Tive
muitos “pais adotivos” ao longo da juventude; em geral eram professores que me
botavam embaixo da asa com o nobre propósito de incutir um pouco de juízo na
eterna bagunça que era a minha cabeça. Um deles foi Guido Araújo, o criador da
Jornada de Curta-Metragem da Bahia.
Acho
que conheci Guido em 1973, quando fui participar da Jornada em Salvador. Era a
“II Jornada Nordestina de Curta-Metragem”, e eu fui com José Umbelino Brasil e
Romero Azevedo, representando a Federação Nordeste de Cineclubes, que naquela
época estava sob a nossa responsabilíssima gestão.
Viramos
a noite no ônibus da São Geraldo, amanhecemos indo direto para o Corredor da
Vitória, onde ficava a sede da Jornada: o ICBA, ou Instituto Goethe. Fomos
direto fazer o credenciamento. Guido nos recebeu, passou as informações básicas
e anotou um endereço no papel:
--
Vocês vão ficar hospedados neste endereço, nos Barris. É a pensão da mãe de
Glauber Rocha.
(ÁUDIO: três
cineclubistas desmaiando.)
Ficamos
voltando à Jornada todos os anos, e em 1977 eu resolvi me mudar com armas e
bagagens para Salvador; era no tempo que eu estava casado com Lili (Arly
Arnaud) e ela ia estudar teatro na UFBA. Guido prometeu emprego, e o saudoso
Luís Orlando fez a costura para nossa ida.
Guido
ensinava cinema na UFBA e era presidente vitalício do Clube de Cinema da Bahia,
a entidade que organizava a Jornada. O Clube de Cinema funcionava em salas
cedidas pelo ICBA e tinha verbas para pagar dois ou três funcionários (eu
fiquei sendo o “ou três”).
Quem
não viveu aquela época não pode imaginar o que era; dias atrás estive
comentando com Bené Fonteles o que foi o ICBA durante a ditadura.

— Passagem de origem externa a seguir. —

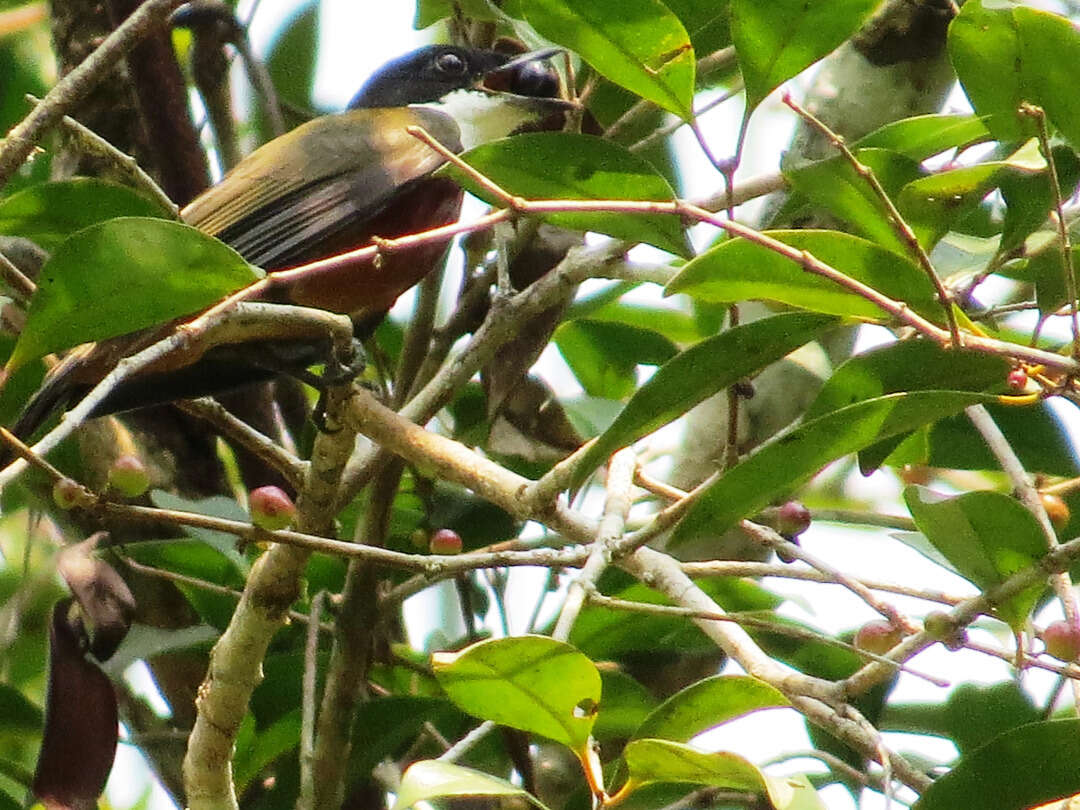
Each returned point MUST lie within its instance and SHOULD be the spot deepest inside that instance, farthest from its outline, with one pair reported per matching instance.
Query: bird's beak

Por ser um
instituto cultural alemão, até mesmo a censura da ditadura ficava a uma
prudente distância do torvelinho de festivais, shows, recitais, lançamentos,
cursos, assembléias e manifestações artísticas e políticas que rolava lá
dentro.
O
diretor do ICBA era Roland Schaffner; ele e Guido tinham em comum a preocupação
obsessiva com detalhes, e a neurose de fazer com que todas as coisas dessem
certo. E funcionavam bem em conjunto. Se tenho alguma fé na humanidade, deve-se
em grande parte ao fato de ter trabalhado quatro anos num instituto de alemães
e baianos, dois povos tão alienígenas entre si, e ver os dois convivendo em
harmonia e trabalhando com eficiência.
Guido
fez da Jornada um canal de defesa do cinema brasileiro tanto no lado estético
quanto no lado administrativo: se não me engano, a ABD (Associação Brasileira
de Documentaristas) foi criada lá, nas reuniões paralelas da Jornada.
Ano
passado, Jorge Alfredo estava filmando uma série de TV sobre ele, “O Senhor das
Jornadas”, e me chamou para participar de uma rodada de conversas que iam
promover com Guido na Bahia. Não pude ir; tinha compromisso que não podia
remarcar.
O
perfil de Guido como cineasta era de documentarista ao estilo do Cinema Novo, e
muitas vezes o vi impaciente ou incomodado com o que ele chamava “as maluquices
dessa rapaziada do super-8”; mas a Jornada sempre esteve aberta para a
rapaziada e alguns dos clássicos mais irreverentes desse formato foram exibidos
lá.
Na
Jornada eram freqüentes os arranca-rabo entre Guido e os cineastas que iam para
lá na expectativa de mais um festival com boca-livre e uísque de graça no
frigobar. Guido cortava tudo: era café da manhã, ticket de refeição, e mais nada.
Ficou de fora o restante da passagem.